1830-1891, nursing administrator, philanthropist, and author

Jane Stuart Woolsey (February 7, 1830 – July 9, 1891) was an American nursing administrator, philanthropist, and author. She worked in Union army hospitals during the American Civil War and wrote a memoir of the experience, Hospital Days.

==Early life==
Woolsey was born on February 7, 1830, on a ship traveling from Connecticut to New York. She was one of eight children. The family members were Abolitionists.

==Career==
Woolsey and several of her sisters became nurses.
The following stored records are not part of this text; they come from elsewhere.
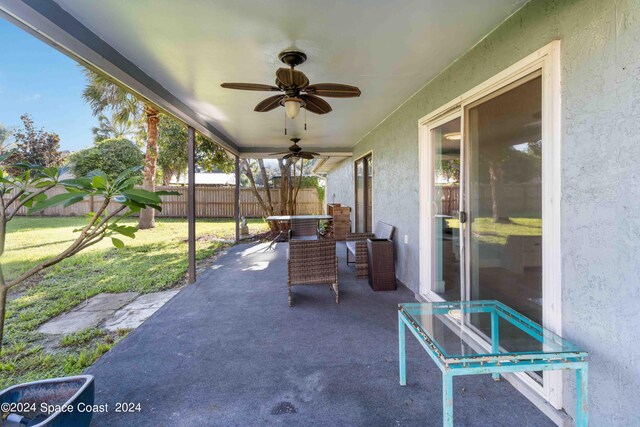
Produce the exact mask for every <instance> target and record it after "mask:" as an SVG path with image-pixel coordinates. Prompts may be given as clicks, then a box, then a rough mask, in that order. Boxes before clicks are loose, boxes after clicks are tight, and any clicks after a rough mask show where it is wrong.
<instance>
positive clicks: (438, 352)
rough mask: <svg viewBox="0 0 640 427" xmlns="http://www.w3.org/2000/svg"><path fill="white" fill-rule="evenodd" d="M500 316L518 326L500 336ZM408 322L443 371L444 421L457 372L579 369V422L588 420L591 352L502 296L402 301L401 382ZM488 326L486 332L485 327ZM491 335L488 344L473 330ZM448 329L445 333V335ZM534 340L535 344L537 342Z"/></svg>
mask: <svg viewBox="0 0 640 427" xmlns="http://www.w3.org/2000/svg"><path fill="white" fill-rule="evenodd" d="M500 321H503V322H508V323H509V324H510V325H512V326H515V328H511V329H514V330H515V331H517V334H520V335H518V336H515V337H514V333H515V332H513V331H511V332H510V335H509V336H507V337H500V336H499V331H500V328H499V325H500ZM405 327H406V328H408V329H409V330H410V331H411V333H412V334H413V335H414V336H415V337H416V338H417V340H418V342H419V343H420V345H422V347H423V348H424V349H425V350H426V351H427V353H428V354H429V356H430V357H431V359H433V361H434V362H435V363H436V365H438V367H439V368H440V370H441V371H442V425H443V426H446V427H451V426H453V377H454V376H457V375H476V374H491V375H492V376H493V378H494V379H499V376H500V374H501V373H504V372H526V371H550V370H560V369H573V370H575V371H576V390H577V391H576V393H577V396H576V426H578V427H586V426H587V425H588V422H589V421H588V393H587V390H588V384H587V373H588V354H587V352H585V351H583V350H581V349H579V348H578V347H577V346H575V345H574V344H571V343H570V342H568V341H566V340H564V339H563V338H562V337H560V336H559V335H557V334H555V333H553V332H551V331H549V330H547V329H545V328H543V327H542V326H540V325H539V324H537V323H535V322H533V321H532V320H530V319H528V318H527V317H525V316H523V315H522V314H520V313H518V312H517V311H515V310H513V309H511V308H509V307H507V306H506V305H504V304H502V303H501V302H499V301H495V300H488V301H463V302H434V303H407V304H399V305H398V342H399V351H400V354H399V356H400V357H399V361H400V385H406V384H407V374H406V372H407V371H406V353H405ZM481 329H484V332H486V334H485V333H484V332H483V331H482V330H481ZM479 334H484V335H486V336H487V337H488V339H489V340H490V343H488V344H487V345H486V347H485V350H480V351H478V350H477V349H478V348H479V346H478V345H475V346H471V345H470V343H471V342H472V341H475V340H474V338H472V337H473V336H478V335H479ZM443 335H446V339H444V338H443ZM476 343H477V342H476ZM534 343H535V344H534Z"/></svg>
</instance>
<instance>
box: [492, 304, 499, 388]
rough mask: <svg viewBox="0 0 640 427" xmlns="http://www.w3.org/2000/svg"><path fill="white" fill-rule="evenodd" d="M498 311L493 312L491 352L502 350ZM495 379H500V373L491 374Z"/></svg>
mask: <svg viewBox="0 0 640 427" xmlns="http://www.w3.org/2000/svg"><path fill="white" fill-rule="evenodd" d="M498 322H499V317H498V313H496V310H495V309H494V310H493V311H492V312H491V352H492V353H493V354H497V353H499V352H500V329H499V326H500V324H499V323H498ZM491 377H492V378H493V380H494V381H500V374H491Z"/></svg>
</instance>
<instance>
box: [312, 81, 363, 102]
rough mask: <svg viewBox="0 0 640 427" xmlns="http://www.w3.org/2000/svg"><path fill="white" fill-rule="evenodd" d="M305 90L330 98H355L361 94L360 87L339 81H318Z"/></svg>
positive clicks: (318, 94) (312, 92)
mask: <svg viewBox="0 0 640 427" xmlns="http://www.w3.org/2000/svg"><path fill="white" fill-rule="evenodd" d="M305 91H306V92H307V93H310V94H313V95H318V96H327V97H330V98H355V97H358V96H360V94H361V92H360V89H358V88H357V87H355V86H349V85H342V84H339V83H318V84H314V85H310V86H307V87H306V88H305Z"/></svg>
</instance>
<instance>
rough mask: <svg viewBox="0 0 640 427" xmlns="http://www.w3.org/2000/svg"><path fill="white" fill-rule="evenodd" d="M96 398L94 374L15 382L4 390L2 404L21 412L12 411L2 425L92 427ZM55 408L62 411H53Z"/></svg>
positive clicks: (15, 426) (1, 424)
mask: <svg viewBox="0 0 640 427" xmlns="http://www.w3.org/2000/svg"><path fill="white" fill-rule="evenodd" d="M93 399H94V384H93V375H78V376H75V377H65V378H53V379H48V380H42V381H34V382H30V383H24V384H18V385H14V386H12V387H9V388H7V389H5V390H3V391H1V392H0V404H7V403H9V404H11V406H12V408H11V409H12V410H19V412H11V411H10V412H9V416H8V417H7V419H6V420H4V421H0V424H1V425H2V427H22V426H28V427H36V426H37V427H45V426H46V427H88V426H89V423H91V416H92V415H93V414H92V412H91V405H93ZM5 406H6V405H5ZM54 408H61V410H58V411H52V409H54ZM3 410H4V409H3ZM2 415H3V416H6V415H7V414H6V412H3V413H2Z"/></svg>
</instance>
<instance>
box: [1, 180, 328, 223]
mask: <svg viewBox="0 0 640 427" xmlns="http://www.w3.org/2000/svg"><path fill="white" fill-rule="evenodd" d="M156 190H158V191H159V190H167V191H177V192H179V193H181V195H180V196H162V201H163V203H162V212H157V213H156V215H157V216H158V217H167V218H183V217H185V218H186V216H187V187H186V186H158V187H156ZM64 192H65V190H64V188H62V187H55V188H52V189H51V190H49V191H48V192H47V195H48V196H49V197H51V196H53V195H56V194H60V193H64ZM260 193H261V196H262V197H263V198H265V200H266V191H264V190H261V191H260ZM234 195H235V188H234V187H213V186H207V185H196V217H198V218H233V213H234V212H233V211H234ZM271 199H272V200H273V202H274V206H275V207H276V209H278V207H279V205H280V203H279V201H280V190H271ZM7 200H8V197H7ZM102 200H103V199H102V198H100V197H95V198H87V199H86V200H84V201H82V202H80V203H76V204H75V205H72V206H69V207H68V208H63V207H62V206H57V207H53V208H48V209H45V210H44V211H43V212H42V213H40V214H37V215H42V216H81V215H84V214H87V213H89V212H92V211H94V210H95V209H97V208H98V207H100V204H101V203H102ZM116 206H118V204H117V203H112V205H110V206H109V208H108V209H109V210H113V209H115V208H116ZM26 212H27V211H26V209H24V208H23V209H21V210H20V212H18V215H25V214H26ZM296 213H297V214H300V215H312V214H320V213H322V202H321V201H320V199H319V198H318V191H317V190H316V189H315V188H301V189H300V191H299V192H298V199H297V203H296ZM240 215H241V216H244V217H247V218H259V217H261V216H263V215H264V212H263V211H262V208H261V207H260V204H259V203H258V200H257V199H256V197H255V195H254V194H253V191H252V190H251V189H249V188H241V189H240Z"/></svg>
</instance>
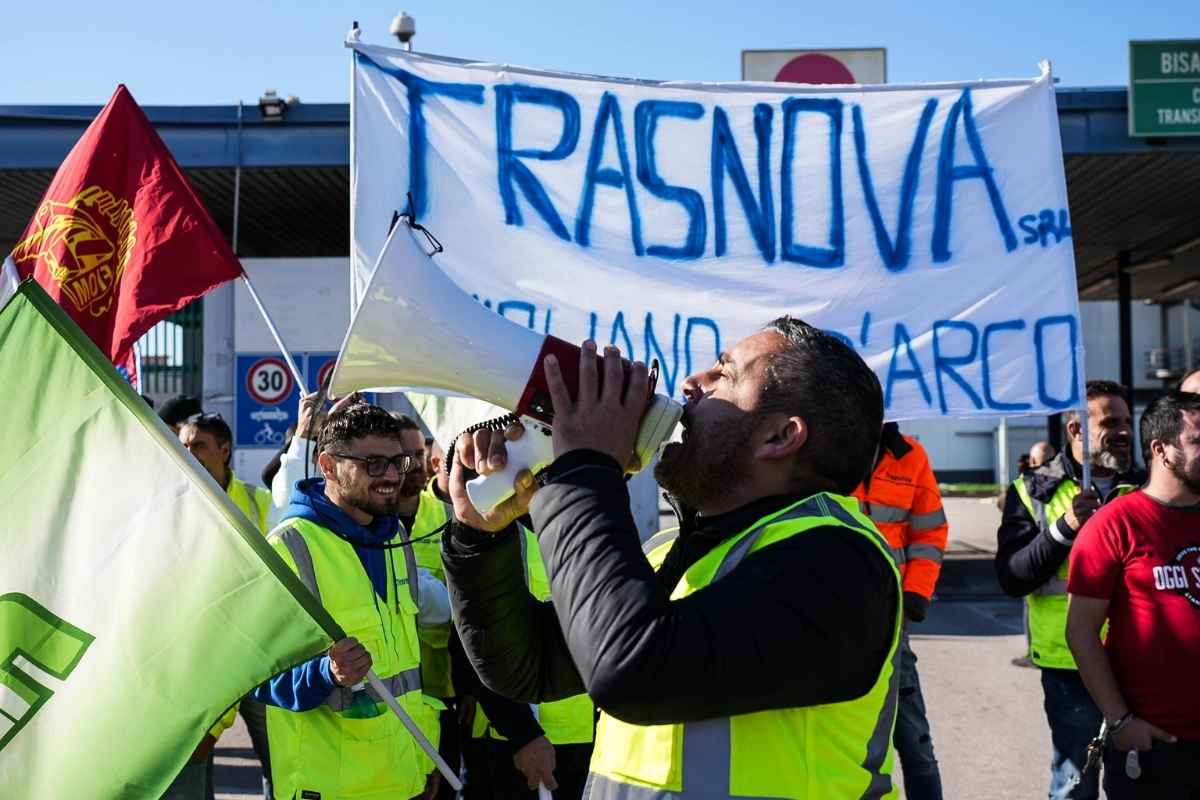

In 1863 Woolsey and her sister, Georgeanna, moved to Alexandria, Virginia to work at Fairfax Theological Seminary now Virginia Theological Seminary. The seminary was commandeered by the Union army as a hospital. Woolsey served as superintendent of nurses.

In 1868 she published her memoir Hospital days. In the book Woolsey recounts her experiences during the Civil War and advocates for formal training for nurses.

Following the end of the Civil War, Woolsey established an industrial school in Richmond, Virginia with the purpose of training Black women to be seamstresses. She was also involved with the Girls’ Industrial Department at the Hampton Agricultural and Industrial School. She then returned to New York to work at the Presbyterian Hospital in New York City. There she worked with her sister Abby.

Woolsey died on July 9, 1891, in Matteawan, New York.